Thursday, March 30, 2017
Then Jesus told his disciples, "If anyone would come after me, let him deny himself and take up his cross and follow me." Matthew 16:24
I nod my head because I believe that is true. I can say, "amen" in gentle agreement because I have preached this and sometimes lived it and know it is a truth that is ultimately good, though not easy. This is the Gospel. This hard thing is a grace in our lives because it insists that we give up those lies about what satisfies and, instead, follow the only One that truly does. Out of love, Jesus asks us to deny ourselves in order to follow him, because ourselves want things that we don't need and things that hold nothing for us except fleeting pleasure and empty promises. Nothing that lasts. They are things that I use to replace God with something far less than who he is and what he offers. And sometimes, as a follower of Jesus for many years, I forget that this is an ongoing battle. I forget that it is a continuous bending low to pick up a cross my flesh doesn't want, a retrieving of that cross that I laid down so that I could have something else that was easier for a while.
How long has it been, I asked myself recently, since I was truly convicted by my sin nature? Oh, not a specific infraction, not a fleeting "oh...I need to do that differently next time. Rely on God more. Use kinder words. Think more holy thoughts, etc." kind of conviction. But, how long since I have been truly convicted by a truth I live that is contrary to the Gospel, by a lifestyle choice that doesn't match with the "amen" I utter when I hear sermons on denying myself?
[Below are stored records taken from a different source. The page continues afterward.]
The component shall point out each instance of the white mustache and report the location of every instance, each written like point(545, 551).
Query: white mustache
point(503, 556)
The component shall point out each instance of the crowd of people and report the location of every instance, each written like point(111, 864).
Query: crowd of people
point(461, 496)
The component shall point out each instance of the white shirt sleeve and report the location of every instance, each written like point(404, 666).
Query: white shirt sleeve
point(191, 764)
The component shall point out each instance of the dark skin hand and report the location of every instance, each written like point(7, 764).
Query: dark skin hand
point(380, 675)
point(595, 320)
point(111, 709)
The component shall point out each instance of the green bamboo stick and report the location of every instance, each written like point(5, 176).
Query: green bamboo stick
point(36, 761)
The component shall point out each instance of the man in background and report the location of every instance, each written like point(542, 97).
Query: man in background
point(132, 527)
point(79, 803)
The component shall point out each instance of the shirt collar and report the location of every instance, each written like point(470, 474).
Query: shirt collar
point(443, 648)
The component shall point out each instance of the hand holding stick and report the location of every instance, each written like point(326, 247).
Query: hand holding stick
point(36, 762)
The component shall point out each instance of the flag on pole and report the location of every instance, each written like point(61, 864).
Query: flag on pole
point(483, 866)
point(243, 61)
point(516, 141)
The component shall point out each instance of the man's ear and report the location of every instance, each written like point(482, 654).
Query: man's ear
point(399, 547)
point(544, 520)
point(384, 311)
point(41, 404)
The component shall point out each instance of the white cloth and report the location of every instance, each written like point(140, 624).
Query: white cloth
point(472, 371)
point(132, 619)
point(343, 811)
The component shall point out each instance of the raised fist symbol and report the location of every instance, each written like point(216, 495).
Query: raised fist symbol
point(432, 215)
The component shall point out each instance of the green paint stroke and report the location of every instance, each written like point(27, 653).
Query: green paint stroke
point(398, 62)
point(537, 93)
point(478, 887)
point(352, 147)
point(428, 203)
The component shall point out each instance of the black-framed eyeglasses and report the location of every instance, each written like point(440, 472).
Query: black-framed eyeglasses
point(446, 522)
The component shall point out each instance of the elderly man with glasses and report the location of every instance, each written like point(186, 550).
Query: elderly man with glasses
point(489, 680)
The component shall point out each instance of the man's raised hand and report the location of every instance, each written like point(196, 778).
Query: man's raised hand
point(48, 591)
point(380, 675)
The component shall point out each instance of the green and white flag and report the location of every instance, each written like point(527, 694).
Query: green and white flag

Truths like: "I need this stuff more than I need God, delicious food is better than Christ, my feelings are truer than scripture." It's not that I would ever say any of these out loud with any passion or certainty, but my thoughts or my actions seem to confirm their reality. Do I desire something more than Him. Do I find greater pleasure in the created things more than in the Creator? Do I know the truth but just find it irrelevant or too hard in my situation?
This morning, as I read in my Lent devotional about the mobs shouting, "Crucify Him," I realized that the crowds calling for Jesus' death were saying out loud the truth that I sometimes live. Crucify him. He asks too much of me and I don't want to deal with it. Get rid of him. Holy Spirit, go away. I don't want to hear what you have to say this time. And I can see that there are ways in which I am no different than the screaming mob. I think when I am unable to understand the violent crowds calling for Jesus' death, I am in danger of forgetting my own flesh; in danger of forgetting that I, too, deny Him, instead of myself. Maybe I'd rather think of myself more like one of his disciples in the story. Oh...well...I guess that works, too. After all, it wasn't just the mobs denying him, being swept up in a bigger plan. His disciples deserted him, too. Fled for their lives. Most notably, Peter, who literally ran to save his own flesh.
Following Jesus doesn't mean that we will never do it again...that we will never struggle against our flesh and find ourselves losing the battle. But choosing Jesus means that our experience gets to be like Peter's. That the merciful rooster crows, that conviction that is both painful and good, and we are reminded of Jesus' words about our weakness. That we see our flesh for what it is and weep bitterly. In those moments, we are reminded that, to follow him, we have to stoop down and pick up our cross again. And like Peter as he ran to the tomb on resurrection day, we are surer than ever that denying ourselves holds far more hope and joy than we could imagine. And sure that Jesus is what we need. That He is ALL we need.
This truth settles in around me and it feels good, but it feels hard, also. Jesus knows. He bent down low and picked up the cross first. And He's right there with me, shouldering most of the weight of it, anyway. So I journal and pray and then whisper, "amen," and I know I will need to remember it all again soon. Probably even again today.